American society has become increasingly suspicious of Indian culture in recent years due to scandals involving Indian companies abusing the H-1B visa system. I came across a post today that struck a chord with questions I’ve been grappling with for years: does diversity, multiculturalism, and large-scale immigration—especially without assimilation—actually strengthen societies, or does it erode trust? Harvard researcher Robert Putnam explored this issue years ago and found that greater diversity often correlates with lower levels of communal trust.
I’ve never fully believed that seamlessly merging different cultures automatically leads to harmony, and a recent series of tweets by ɖʀʊӄքǟ ӄʊռʟɛʏ (@kunley_drukpa) resonated with me. He shared his experiences in India, a country rich in diversity but struggling with low societal trust. I’m reposting his thread on Wolfshead Online because it presents strong arguments that are worth considering.

For years, Hollywood has pushed a romanticized, almost mythical vision of India as a land of spiritual enlightenment—one that often has little connection to reality. Take Eat Pray Love (2010), for example, where Julia Roberts’ character finds inner peace in an ashram, seemingly untouched by the surrounding chaos, scams, and noise that Kunley describes. Or Slumdog Millionaire (2008), which paints India’s slums as both gritty and magical, glossing over the harsh, low-trust environment where people push past each other and exploit foreigners to get by. Even The Best Exotic Marigold Hotel (2011) sells retirees on a picturesque, colorful India, ignoring the everyday hassles of broken tuk-tuk meters and persistent street beggars. Western audiences have been fed this sanitized fantasy, but the reality is far less glamorous.
Bollywood is just as guilty of perpetuating this illusion, presenting a glossy, idealized version of India that’s as choreographed as a beachside dance sequence under a full moon.

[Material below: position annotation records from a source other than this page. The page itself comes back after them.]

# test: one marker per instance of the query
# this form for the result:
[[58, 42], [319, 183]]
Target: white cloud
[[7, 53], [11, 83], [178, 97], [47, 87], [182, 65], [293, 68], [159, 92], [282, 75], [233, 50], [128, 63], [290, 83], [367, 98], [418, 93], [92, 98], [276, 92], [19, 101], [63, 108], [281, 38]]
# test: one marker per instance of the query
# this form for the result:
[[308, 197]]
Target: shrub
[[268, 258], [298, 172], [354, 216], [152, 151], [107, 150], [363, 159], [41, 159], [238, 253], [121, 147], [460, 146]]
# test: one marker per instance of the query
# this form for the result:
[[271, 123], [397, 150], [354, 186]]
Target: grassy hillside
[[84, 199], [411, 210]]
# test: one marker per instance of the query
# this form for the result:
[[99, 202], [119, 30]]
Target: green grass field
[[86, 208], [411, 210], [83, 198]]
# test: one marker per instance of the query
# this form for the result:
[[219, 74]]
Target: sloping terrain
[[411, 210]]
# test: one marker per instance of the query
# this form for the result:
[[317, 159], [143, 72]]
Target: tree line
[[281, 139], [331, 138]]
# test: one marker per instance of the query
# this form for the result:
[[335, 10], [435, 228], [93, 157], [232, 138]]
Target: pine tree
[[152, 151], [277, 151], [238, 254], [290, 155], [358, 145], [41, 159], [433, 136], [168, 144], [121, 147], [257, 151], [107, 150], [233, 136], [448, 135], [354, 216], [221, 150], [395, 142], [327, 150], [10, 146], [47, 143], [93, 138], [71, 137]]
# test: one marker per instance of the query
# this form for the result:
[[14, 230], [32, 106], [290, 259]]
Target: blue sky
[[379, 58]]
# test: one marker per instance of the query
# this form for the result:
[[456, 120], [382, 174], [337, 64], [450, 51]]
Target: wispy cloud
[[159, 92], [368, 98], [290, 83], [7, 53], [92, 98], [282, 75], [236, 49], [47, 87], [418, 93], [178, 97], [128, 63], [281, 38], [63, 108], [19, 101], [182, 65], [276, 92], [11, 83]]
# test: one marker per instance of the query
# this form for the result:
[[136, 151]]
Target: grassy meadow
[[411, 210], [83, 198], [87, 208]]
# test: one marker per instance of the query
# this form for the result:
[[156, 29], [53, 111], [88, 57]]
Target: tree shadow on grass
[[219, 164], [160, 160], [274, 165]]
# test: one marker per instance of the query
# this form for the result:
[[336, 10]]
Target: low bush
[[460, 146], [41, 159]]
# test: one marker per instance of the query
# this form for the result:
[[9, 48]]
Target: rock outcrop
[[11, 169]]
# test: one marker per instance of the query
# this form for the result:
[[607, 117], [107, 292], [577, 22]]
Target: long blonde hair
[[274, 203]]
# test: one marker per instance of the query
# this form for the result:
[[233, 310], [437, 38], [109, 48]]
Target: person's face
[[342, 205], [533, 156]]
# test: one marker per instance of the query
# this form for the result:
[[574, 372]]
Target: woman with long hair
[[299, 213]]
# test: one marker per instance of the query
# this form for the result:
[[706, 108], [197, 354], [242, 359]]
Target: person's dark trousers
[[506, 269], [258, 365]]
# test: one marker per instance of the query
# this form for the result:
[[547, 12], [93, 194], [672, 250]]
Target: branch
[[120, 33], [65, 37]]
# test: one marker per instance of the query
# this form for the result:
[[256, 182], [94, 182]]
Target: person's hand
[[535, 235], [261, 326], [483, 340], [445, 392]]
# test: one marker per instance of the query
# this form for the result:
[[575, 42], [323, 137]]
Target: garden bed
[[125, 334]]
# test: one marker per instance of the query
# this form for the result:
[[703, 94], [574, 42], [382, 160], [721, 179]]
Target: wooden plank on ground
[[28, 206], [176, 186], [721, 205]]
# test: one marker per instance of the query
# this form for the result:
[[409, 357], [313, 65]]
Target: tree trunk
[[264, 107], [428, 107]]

These films dazzle audiences with grand weddings, idyllic villages, and sweeping love stories while conveniently ignoring the daily grind of overcrowded metros, aggressive street vendors, and a lack of personal space. This polished escapism presents a version of India that feels more like a fantasy than the lived reality for millions.

I’ve never subscribed to the multiculturalist lie that societies thrive when multiple cultures exist side by side without integration. Kunley’s observations—about unreliable taxis, packed public spaces, and a disregard for personal boundaries—highlight what happens when assimilation doesn’t take place. Putnam’s research backs this up, showing that diversity can sometimes weaken communal trust rather than strengthen it, and I can see why.
The experiences described in this thread serve as a warning: the high-trust societies that Europeans have built over centuries are not the global norm. The West needs to recognize that unchecked immigration from cultures that do not share its values is a fool’s errand.
When different ethnic and cultural groups lack shared values or norms, it creates division and misunderstandings—something we’re seeing more and more in the West as immigration continues without clear pathways for integration and assimilation.
The experience of the tweet’s author is a cautionary tale that warns us that the high trust society that Europeans have built for thousands of years is not the norm in the rest of the world. The West would do well to realize that mass immigration from hostitle cultures that don’t share our values is civilizational suicide.
–Wolfshead
The author has many other shocking observations about third world culture on his timeline.
Here’s the full tweet about India and it’s interesting that he failed to mention that public defecation in India is widespread:
A few years ago now I spent some time in India. One of the more lasting impressions I have from that period was the degree to which the low trust environment there (of a kind) wore me down mentally and transformed my attitude towards public spaces from a by disposition fairly ‘high trust’ person to being much more cynical and constantly on guard – i.e. being ‘low trust’. Over the space of the first month or so, because of the environment, experiencing real psychogenic anguish at the mental transition from being basically well meaning and otherwise liberal to irritable, combative and developing (experience-informed) prejudices.
My assumptions about how easily you can sustain ‘high levels of social trust’ were shredded. Many people take for granted that high levels of social trust can be upheld without excessive coercion on a sort of naive libertarian basis of most people naturally being ‘fairly decent’ and so behaving ‘fairly decently’. Though I’d encountered this ‘low trust’ behaviour in a many other countries it was in india, because of how common and obtrusive it was, that it became impossible to avoid internalising that a lot of people are not in fact ‘fairly decent’ and that if enough not ‘fairly decent’ people get together they can easily despoil social environments.
Let me give you some examples of the kinds of behaviours you would encounter in India and then explain how prolonged exposure to those behaviours changes you. Granted you are a ‘Mleccha’, a ‘Gora’, (Foreigner, White Man) so qualifier you are treated differently but you still encounter these attitudes appreciably more than you would in many other countries. They do not of course represent the attitude of every Indian (I am an amateur Indologist I love India don’t @ me) but it evidences a certain ‘dog eat dog’ ‘tragedy of the commons’ mindset on the part of a part of the population that results in very appreciable low society wide social trust, at least over certain behaviours. (Others may be more policed eg social roles.) (Incidentally I think this mentality is one of the principal causes for many of India’s systemic problems but that is a separate topic.)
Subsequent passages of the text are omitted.